Mine was delivered today, and I put it together..
Currently watching the DVD..


----------



## challagan (Feb 7, 2006)

The DVD is done very well and the instructions are very clear. Congrats Mike, enjoy it! 

corey


----------



## curiousgeorge (Nov 6, 2006)

Good deal Mike! I hope you have as much fun with it as I do with mine.


----------



## scrollwolf (Sep 12, 2004)

*Got mine yesterday*

My IncraJig arrived yesterday afternoon, I assembled it and I have watched the video, I hope to cut some joints tomorrow.

scrollwolf


----------



## curiousgeorge (Nov 6, 2006)

Be sure and post some pics.


----------



## AxlMyk (Jun 13, 2006)

Used some scrap 1/2" baltic birch ply to build a box.. Figure I'll use it to store a pile of misc. drills I have stuffed in a drawer.. Used a 1/4" bit to rout a groove in the bottom for a piece of masonite..
Excuse the blurry pic.. Got a cheap ($20) digital cam and am trying it out..


----------



## challagan (Feb 7, 2006)

Scrollwolf, is yours mounted on the Oak Park set up?
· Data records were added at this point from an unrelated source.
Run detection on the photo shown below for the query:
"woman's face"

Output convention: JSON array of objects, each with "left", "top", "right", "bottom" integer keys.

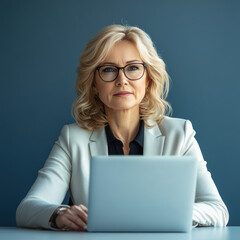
[{"left": 94, "top": 40, "right": 149, "bottom": 113}]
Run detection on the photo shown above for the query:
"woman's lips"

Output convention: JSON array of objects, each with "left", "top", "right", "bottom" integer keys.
[{"left": 113, "top": 91, "right": 133, "bottom": 97}]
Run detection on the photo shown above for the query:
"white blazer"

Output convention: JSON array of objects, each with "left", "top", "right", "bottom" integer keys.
[{"left": 16, "top": 117, "right": 229, "bottom": 229}]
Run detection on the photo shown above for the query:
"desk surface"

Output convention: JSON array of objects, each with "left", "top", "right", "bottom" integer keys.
[{"left": 0, "top": 227, "right": 239, "bottom": 240}]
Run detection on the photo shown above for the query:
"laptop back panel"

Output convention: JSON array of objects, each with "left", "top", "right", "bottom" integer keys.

Looks good!

Corey


----------



## challagan (Feb 7, 2006)

Way to go Mike, looks great. 

Corey


----------



## Bob N (Oct 12, 2004)

Mine arrived and I just returned from a little trip. I hope to check it out tomorrow on my OP table.


----------



## scrollwolf (Sep 12, 2004)

Corey,
Yes it is on the Oak Park Table. I used a piece of MDF as a mounting board. I am planning to make some wood clamps and knobs to eliminate the other clamps shown in the picture. Knob type clamps will make for quicker and easier movement of the jig.

scrollwolf


----------



## challagan (Feb 7, 2006)

Thanks! It looks like it maybe time to make an Oak Park table  I think I will buy a top and build the case. Can't envision you clamping idea... Please post a photo Scrollwolf if you can. I was thinking of making the 9 inch board the jig is mounted to about an inch longer on each end and add a piece underneath the edge that rides along the outside edge of the table. Will still need clamps but it will slide back and forth like it has the slots as in the video. 

Corey


----------



## Bob N (Oct 12, 2004)

Corey,

This Bud's for you    :sold:


----------



## challagan (Feb 7, 2006)

Alright! Excellent...and thanks for posting the pics. I am going to order a OP top myself and do it right! Will work great with the Gifkin, of course the OP jigs and with the Incra... you got it all so I can't wait! Just got to decide on what I want under the hood... the big boy or the DW618  

Corey


----------



## Bob N (Oct 12, 2004)

618 gets better mileage


----------



## Bob N (Oct 12, 2004)

I wanted to revive this thread to let everyone know that I received my backordered template library, http://www.rockler.com/product.cfm?page=11496&cs=1 today from Rockler. This is a great item to have as accessory to this jig and I highly recommend picking it up if you can. Many template and project ideas are included and more scales to add to the jig itself to assist making all sorts of jointery.

:sold: :sold: :sold:


----------